Happy shopping (and eating),

March 4, 2011

Hey, It's Been A Week

The beginning, after a few color changes.

And I could totally stay away from the internet forever.

Gosh, it's been such a nice week. Ben told me Tuesday that I've been so much more suppressed. I feel so relaxed. And just opening my browser to write this post is kind of making me edgy.

I've knit a good lot on my shawl - half way through in fact.

I've read and read and read to my boys, and they've loved it.

I've borrowed some garden books from my grandmother and have enjoyed reading them and thinking about the garden to come.

 The massive aloe vera box that Ben removed and separated, and we're now trying to get rid of the plants to loving homes.

My house is freakishly clean. I even cleaned my microwave! I think that's the first time since we bought it last year. (Please don't look down on me. We hardly use it.)

I've made 6 loaves of toast bread, a loaf of potato bread, and a batch of Rocky Road Brownies. That much baking has been wonderful, and I haven't thought "oh man I don't want to make more bread right now" at all this week.

I have reconnected and refocused on some things I lost sight of.

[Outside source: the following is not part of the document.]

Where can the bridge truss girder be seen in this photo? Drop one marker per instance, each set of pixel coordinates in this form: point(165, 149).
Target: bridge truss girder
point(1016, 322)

I'm so calm and relaxed. And more patient. Way more patient.

My brain feels alive.

 The Chinook shawl progress as of today. I am on the second to last color, not including the contrasting shawl. Seeing the color progression is quite delightful.

I knew it was time to cut myself off when I felt so crazy any time I got online. I told Ben that I felt like I was spending way too much time worrying about everyone else's problems and lives and not enough about my own. I pushed my kids off because I was "reading something!". And I couldn't sleep at night because my brain was always on from the information overload.

This week has been wonderful!

So, I think I'm going to be mostly staying off the internet for an indefinite period. I'll read and keep in touch with the blogs that are closest to my heart. I'll keep the blog mainly for my finished projects, the occasional recipe, and maybe a thought or two when I feel like it. I'll update my Etsy shop when I need to, and not worry about pushing it too hard. And I don't think I ever want to go back to Facebook.

I don't need to be popular. I don't need to have a bunch of people coming to my blog or buying my stuff.

I just need to be popular with my family. And I can't worry about anyone else's life at the cost of my own, lest I go off the deep end.

Love you all and see ya on the flip side,

P.S. I have the best daddy ever. He knows why.